Cheltenham Town Hall

Dry ice and smoke more readily associated with a rock gig than a folk concert. Not an empty seat in the building. Steve Knightley's silhouette back lit through the smoke. The audience obediently deliver a prolonged standing ovation. 

Show of Hands are as good as they always are, which is to say, very good indeed. It is hard to say how these two Devonshire pub-singers have so successfully turned themselves into a brand. 

They seem to be officially a quartet now; at any rate they have stopped printing "Show of Hands WITH Miranda Sykes" on the tickets. They are joined by bodhran wizard Cormac Byrne.
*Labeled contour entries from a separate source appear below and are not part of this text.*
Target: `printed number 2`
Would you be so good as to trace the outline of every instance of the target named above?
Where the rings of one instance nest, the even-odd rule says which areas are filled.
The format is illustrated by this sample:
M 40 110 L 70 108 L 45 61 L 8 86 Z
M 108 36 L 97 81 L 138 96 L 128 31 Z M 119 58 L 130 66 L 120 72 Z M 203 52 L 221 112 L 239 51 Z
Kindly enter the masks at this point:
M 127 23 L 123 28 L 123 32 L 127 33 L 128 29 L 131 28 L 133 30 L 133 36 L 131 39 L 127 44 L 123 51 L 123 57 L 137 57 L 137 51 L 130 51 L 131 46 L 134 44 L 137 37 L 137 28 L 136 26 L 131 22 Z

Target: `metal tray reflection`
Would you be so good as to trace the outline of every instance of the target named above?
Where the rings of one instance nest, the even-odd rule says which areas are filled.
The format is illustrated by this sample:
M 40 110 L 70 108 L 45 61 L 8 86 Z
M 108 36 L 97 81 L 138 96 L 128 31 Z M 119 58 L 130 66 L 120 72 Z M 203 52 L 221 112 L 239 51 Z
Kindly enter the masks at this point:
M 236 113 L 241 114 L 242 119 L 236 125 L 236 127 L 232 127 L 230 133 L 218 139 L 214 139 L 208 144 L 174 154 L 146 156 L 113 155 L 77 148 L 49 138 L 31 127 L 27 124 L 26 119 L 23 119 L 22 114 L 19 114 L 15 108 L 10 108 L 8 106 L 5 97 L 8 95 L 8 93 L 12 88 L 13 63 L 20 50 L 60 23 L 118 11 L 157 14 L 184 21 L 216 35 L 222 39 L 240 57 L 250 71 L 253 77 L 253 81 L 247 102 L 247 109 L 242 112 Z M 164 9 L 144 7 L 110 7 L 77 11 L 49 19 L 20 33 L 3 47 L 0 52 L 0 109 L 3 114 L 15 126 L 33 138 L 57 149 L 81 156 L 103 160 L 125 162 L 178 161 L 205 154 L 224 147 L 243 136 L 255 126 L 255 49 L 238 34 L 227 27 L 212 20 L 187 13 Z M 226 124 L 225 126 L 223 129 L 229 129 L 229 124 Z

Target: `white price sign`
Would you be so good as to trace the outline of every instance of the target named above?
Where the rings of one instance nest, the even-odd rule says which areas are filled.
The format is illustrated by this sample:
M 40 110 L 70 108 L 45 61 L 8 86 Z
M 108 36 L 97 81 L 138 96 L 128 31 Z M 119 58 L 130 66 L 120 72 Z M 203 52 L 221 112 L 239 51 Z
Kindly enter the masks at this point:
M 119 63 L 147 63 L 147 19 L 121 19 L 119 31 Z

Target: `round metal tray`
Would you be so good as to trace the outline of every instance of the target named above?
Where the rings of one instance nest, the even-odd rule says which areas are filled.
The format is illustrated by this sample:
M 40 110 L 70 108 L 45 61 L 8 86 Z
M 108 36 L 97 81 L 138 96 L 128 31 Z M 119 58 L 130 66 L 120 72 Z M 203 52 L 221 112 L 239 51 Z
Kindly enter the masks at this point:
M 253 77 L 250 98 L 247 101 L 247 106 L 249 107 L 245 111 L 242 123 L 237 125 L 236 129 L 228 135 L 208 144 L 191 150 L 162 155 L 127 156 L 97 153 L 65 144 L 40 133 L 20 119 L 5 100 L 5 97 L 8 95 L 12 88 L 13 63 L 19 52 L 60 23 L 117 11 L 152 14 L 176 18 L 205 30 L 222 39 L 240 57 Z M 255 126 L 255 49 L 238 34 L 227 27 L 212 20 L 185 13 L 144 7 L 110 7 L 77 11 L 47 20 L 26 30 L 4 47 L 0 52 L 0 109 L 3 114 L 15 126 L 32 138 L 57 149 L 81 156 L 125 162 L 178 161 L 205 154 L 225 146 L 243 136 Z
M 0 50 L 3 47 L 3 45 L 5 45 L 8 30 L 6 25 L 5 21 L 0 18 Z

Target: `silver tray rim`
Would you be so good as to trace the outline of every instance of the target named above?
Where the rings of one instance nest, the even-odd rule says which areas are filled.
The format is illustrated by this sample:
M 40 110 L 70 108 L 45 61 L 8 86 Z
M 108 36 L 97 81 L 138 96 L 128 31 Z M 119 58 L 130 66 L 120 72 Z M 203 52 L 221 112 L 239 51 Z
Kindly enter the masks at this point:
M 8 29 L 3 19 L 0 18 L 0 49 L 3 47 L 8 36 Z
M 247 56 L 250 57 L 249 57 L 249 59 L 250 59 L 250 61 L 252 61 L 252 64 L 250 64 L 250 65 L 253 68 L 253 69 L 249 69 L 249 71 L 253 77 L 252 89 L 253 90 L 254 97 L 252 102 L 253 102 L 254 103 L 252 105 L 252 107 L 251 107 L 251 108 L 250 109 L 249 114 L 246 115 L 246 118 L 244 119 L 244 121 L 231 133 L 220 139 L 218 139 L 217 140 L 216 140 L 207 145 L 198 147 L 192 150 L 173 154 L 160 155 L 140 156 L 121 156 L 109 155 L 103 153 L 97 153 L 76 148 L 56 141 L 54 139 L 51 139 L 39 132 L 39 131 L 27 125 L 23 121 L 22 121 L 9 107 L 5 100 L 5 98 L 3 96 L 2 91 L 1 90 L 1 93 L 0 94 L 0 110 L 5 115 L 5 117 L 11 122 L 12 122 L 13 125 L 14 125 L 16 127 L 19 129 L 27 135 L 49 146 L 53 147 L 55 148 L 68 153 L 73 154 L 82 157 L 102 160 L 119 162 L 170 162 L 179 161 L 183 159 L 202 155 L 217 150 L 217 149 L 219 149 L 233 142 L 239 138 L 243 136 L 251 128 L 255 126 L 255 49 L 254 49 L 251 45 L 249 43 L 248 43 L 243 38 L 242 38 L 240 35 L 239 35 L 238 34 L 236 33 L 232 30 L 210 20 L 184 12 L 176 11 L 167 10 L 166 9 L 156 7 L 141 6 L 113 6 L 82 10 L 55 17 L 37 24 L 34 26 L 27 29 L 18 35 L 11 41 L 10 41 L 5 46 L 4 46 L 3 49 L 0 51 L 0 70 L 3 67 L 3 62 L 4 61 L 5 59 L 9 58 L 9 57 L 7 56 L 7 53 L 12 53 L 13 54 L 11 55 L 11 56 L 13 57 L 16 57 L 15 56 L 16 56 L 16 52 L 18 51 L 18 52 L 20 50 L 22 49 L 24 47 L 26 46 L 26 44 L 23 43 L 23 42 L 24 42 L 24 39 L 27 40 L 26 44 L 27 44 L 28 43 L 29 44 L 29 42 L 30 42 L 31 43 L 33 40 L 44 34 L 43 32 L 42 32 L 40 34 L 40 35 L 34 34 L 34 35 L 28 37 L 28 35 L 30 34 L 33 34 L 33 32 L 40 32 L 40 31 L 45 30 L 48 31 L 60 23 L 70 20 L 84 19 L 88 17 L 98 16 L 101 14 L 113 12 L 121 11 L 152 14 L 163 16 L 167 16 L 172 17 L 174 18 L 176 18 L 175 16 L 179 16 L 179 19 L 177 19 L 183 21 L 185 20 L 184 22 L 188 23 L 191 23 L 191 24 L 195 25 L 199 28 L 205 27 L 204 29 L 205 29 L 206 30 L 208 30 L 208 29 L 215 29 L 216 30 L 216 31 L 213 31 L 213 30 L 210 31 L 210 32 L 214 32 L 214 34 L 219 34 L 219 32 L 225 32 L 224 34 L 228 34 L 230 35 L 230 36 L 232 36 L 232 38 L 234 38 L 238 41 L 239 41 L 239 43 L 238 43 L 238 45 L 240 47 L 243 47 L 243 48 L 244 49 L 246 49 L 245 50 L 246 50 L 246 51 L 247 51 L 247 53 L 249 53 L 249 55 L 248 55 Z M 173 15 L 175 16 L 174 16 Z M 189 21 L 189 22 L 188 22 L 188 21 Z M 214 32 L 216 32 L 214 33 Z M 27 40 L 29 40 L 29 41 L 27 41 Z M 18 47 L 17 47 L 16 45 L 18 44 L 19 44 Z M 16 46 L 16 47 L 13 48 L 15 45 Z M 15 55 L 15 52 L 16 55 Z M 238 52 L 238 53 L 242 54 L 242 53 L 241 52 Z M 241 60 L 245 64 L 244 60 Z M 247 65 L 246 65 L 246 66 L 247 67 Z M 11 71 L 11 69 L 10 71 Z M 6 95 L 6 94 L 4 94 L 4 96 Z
Every folk club has someone who can knock out a rhythm on bodhran, but it's really something to hear Cormac producing full-on percussion melodies. There is endless banter about Irish accents and the correct way to pronounce "scone". Phil and Steve are honorary doctors of music; Cormac is studying for a full fledged PhD and it shows. Never has an audience been happier with an extended drum solo. 

We have a Black Water Side and a First We Take Manhattan. Drekcly is introduced as Cornish Reggae. ("Drekcly" is the West Country equivalent of the Spanish "maƱana".) The title track off the new album is a Tom Paxman-esque sequence of historical anecdotes in the form of, er, a Morris Bangra mash-up: 


Churchill, Bradley, Monty and the rest 
Its D-Day in the morning and they’re drinking with the best 
Brandy, cigars and a lot of pretty girls 
"Tonight we’re gonna party and tomorrow save the world" 


The audience dutifully do vaguely bangra-ish hand movements in the chorus. 

Show of Hands are canny, crowd-pleasing performers and they wind up the show with four out of five of their Greatest Hits. Everyone in the audience knows all the words. We wail along to Country Life; endlessly repeat "all the way to Santiago.."; and do the final chorus of Cousin Jack by ourselves. The main set winds up with the Galway Farmer which, considering the location, it pretty much had to. 

There is a pretty wide range of songs here; some serious ones and some very silly ones; some folk standards and some covers. And yet everything they do sounds exactly like a Show of Hands number. 

Having missed them last month in Bath I had to spend the day in Cheltenham town. Unlike the farmer in the song I didn't sleep on the hillside but booked into the Travelodge. It was worth the trip.